Впервые —
В рукописи фамилия образцового хозяина — Голотелов.
Рукописи главы «Валентин Бурмакин» содержат две редакции. Обе занумерованы как гл. XXVIII. В первой (завершенной) номер зачеркнут.
Во второй отсутствует конец, она близка к печатному тексту. Общая характеристика людей 40-х годов и самого Бурмакина в первой редакции значительно отличается от печатного текста. Отрывок из нее публикуется в разделе Из других редакций. Кроме того, интересны следующие два отрывка первой редакции, не вошедшие в печатный текст (второй из них зачеркнут карандашом):
«Сближение между молодыми людьми произошло, однако ж, не скоро. Несмотря на материнские наставления, Милочка туго пробуждалась из состояния вялости, которое присуще было ее природе. Бурмакин тоже был застенчив и лишь изредка перебрасывался с красавицей двумя-тремя незначащими словами. Толпа, постоянно теснившаяся около нее, не только мешала излиться чувству молодого человека, но и поселила в нем убеждение, что чересчур скромная роль, которую он играет в этой толпе, делает его смешным. Произошло внутреннее колебание, которое заставило его даже воздерживаться от частых свиданий.
[Представление о культе красоты как об одном из главных факторов разумного человеческого существования даже ввиду грубой ловли не по кинуло его. Он в сферу своих отношений к женщине вносил ту же отвлеченную убежденность, которая руководила им во всей его жизнедеятельности. Не женщина в реальном смысле слова стояла на первом плане, а то прекрасное и женственное, которое она олицетворяла собой.]

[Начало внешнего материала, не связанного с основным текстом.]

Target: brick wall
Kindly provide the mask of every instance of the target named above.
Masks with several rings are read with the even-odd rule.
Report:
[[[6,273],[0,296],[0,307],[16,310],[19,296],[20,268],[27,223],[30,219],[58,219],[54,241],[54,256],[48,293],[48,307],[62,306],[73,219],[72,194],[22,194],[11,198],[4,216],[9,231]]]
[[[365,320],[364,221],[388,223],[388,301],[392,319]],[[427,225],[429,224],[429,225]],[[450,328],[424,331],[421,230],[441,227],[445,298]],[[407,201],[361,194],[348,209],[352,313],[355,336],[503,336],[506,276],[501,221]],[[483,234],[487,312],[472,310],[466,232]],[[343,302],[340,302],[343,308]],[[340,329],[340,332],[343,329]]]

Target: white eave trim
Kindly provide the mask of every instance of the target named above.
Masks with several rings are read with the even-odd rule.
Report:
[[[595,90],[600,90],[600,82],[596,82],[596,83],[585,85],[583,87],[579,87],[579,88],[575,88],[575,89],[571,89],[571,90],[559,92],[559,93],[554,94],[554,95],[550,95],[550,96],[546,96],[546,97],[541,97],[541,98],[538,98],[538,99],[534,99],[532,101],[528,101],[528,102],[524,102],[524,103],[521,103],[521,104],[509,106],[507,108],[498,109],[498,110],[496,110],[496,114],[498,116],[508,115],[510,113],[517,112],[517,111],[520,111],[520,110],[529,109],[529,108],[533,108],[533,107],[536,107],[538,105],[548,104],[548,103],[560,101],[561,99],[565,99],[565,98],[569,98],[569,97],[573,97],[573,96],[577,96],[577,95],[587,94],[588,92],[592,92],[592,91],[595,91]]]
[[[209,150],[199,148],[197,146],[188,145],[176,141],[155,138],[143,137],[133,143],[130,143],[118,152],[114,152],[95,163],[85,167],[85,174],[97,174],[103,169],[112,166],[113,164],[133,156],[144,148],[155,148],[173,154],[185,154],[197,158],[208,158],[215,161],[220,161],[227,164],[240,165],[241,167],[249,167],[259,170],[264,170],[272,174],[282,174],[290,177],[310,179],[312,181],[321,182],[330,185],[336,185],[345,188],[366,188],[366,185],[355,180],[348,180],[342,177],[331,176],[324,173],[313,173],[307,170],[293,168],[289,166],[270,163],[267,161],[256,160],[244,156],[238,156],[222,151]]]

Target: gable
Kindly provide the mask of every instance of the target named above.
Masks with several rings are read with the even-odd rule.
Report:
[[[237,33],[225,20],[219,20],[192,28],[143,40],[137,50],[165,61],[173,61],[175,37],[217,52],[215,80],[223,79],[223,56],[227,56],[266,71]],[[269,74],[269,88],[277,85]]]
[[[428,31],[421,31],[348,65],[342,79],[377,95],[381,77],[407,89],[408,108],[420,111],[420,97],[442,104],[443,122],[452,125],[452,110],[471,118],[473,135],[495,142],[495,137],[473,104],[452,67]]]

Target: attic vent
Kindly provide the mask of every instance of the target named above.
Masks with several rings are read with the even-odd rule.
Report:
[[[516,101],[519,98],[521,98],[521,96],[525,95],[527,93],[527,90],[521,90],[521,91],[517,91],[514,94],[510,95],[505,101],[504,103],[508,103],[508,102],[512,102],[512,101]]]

Конечно, он не выдержал и через короткое время опять начал столь же часто, как и прежде, ездить к родным. По обыкновению, в доме было людно. Но при появлении его толпа обожателей отхлынула от Милочки и сгруппировалась около других девиц. Несмотря на свою наивность, он догадался, что его ловят. Но, разумеется, поставил эту ловлю всецело на счет Калерии Степановне. И она, и старики Бурмакины, и офицеры — все участвуют в пошлом заговоре
Тем не менее, как ни погружен был Бурмакин в отвлеченности, в нем все-таки говорила кровь. Пленительная статуя, которою он так часто любовался, уже настолько его взволновала, что невольно рождался вопрос о том, на чью долю выпадет роль Пигмалиона, которому суждено вдохнуть в эту статую дух жив. И мысль, что, быть может, одного его решительного шага достаточно, чтобы вожделенное чудо свершилось, все глубже и глубже укоренялась в нем, разливая сладкую тревогу во всем его существе.